Closed whyrusleeping closed 10 months ago
My theory is, it does exhaust / overload NAT table, that on some routers does cause lockups. UDP on the same routers can keep working without problem, as well as TCP connections that were already open when lockup occurred.
Possible solution: Have a switch to limit number of peers/connections. Related #3311
That sounds highly likely. nf_conntrack_max
on my edge router is set to 1024 by default and ipfs eats 700 of those on its own, per computer I'm running it on.
A lot of those are dead connections too: if I open the webui which tries to ping them it quickly drops to 90 or so.
Running 5 daemons on local network with a well-known hash (they were pinning dist) kills my Fritzbox.
AFAIK everyone has high esteem for Fritzboxes as very good routers, and not some shitty hardware. Internet reports a NAT table size of around 7000. I find the problem is exacerbated when my nodes are pinning popular content (I suspect this not only consumes all the bandwidth but also increases the number of connections when other peers try to download these blocks?).
So my idea of what happens is that conntracker table fills up (it is small in cheapo routers, bigger is good ones) and it starts trowing out other connections. @hsanjuan can you repeat the test, kill ipfs daemons and check if it comes back up online?
@Kubuxu yeah yeah things are back up immediately when I kill them. Only once I had the router reboot itself, which worried me more.
So other possibility is that cheapo routers have bigger conntracker limit than their RAM can handle and they kernel panics or lockups. Not sure how to check it.
Does UDP eat up conntracker entries? We're moving quickly towards having support for QUIC.
AFAIK, yes. At least from the time my services were DDoSed with UDP packets and they were much more destructive because of low conntracker limits.
Is it possible that this problem got much worse in the last releases (ie >=0.4.5). I used to be able to run 4 nodes without problems and now it seems I'm not, even after cleaning their contents.
I'm having issues, too. Maybe ipfs should take two connection pools and migrate peer connections from a bad quality pool to a good quality pool by applying some heuristics to the peers. Peers with higher delays, lower bandwidth and short lives would live in the "bad pool" and easily replaced by new peers if connection limits are hit. Better peers would migrate to the "good pool" and only be replaced by better peers if limits are hit. Having both pools gives slow peers a chance to be part of the network without being starved by higher quality peers, which is important for a p2p distributed network.

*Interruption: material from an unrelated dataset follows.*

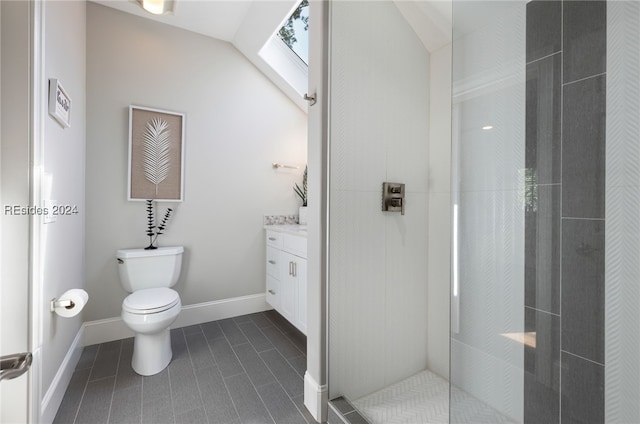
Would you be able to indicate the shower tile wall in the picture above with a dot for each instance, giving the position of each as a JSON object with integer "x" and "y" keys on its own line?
{"x": 564, "y": 215}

BTW, udp also needs connection tracking, this wouldn't help here, and usually udp tracking tables are much smaller and much more short-lived which adds a lot of new problems. But udp could probably lower the need for bandwidth as there's no implicit retransmission and no ack. Of course, the protocol has to be designed in a way to handle packet loss, and it must take into account that NAT gateways usually drop udp connection table entries much faster. It doesn't make sense to deploy udp and then reimplement retransfers and keep-alive, as this would replicate tcp with no benefit (probably it would even lower performance).
Also, ipfs should limit the amount of outstanding packets, not the amount of connections itself. If there are too many packets in-flight, it should throttle further communication with peers, maybe prioritizing some over others. This way, it could also auto-tune to the available bandwidth but I'm not sure.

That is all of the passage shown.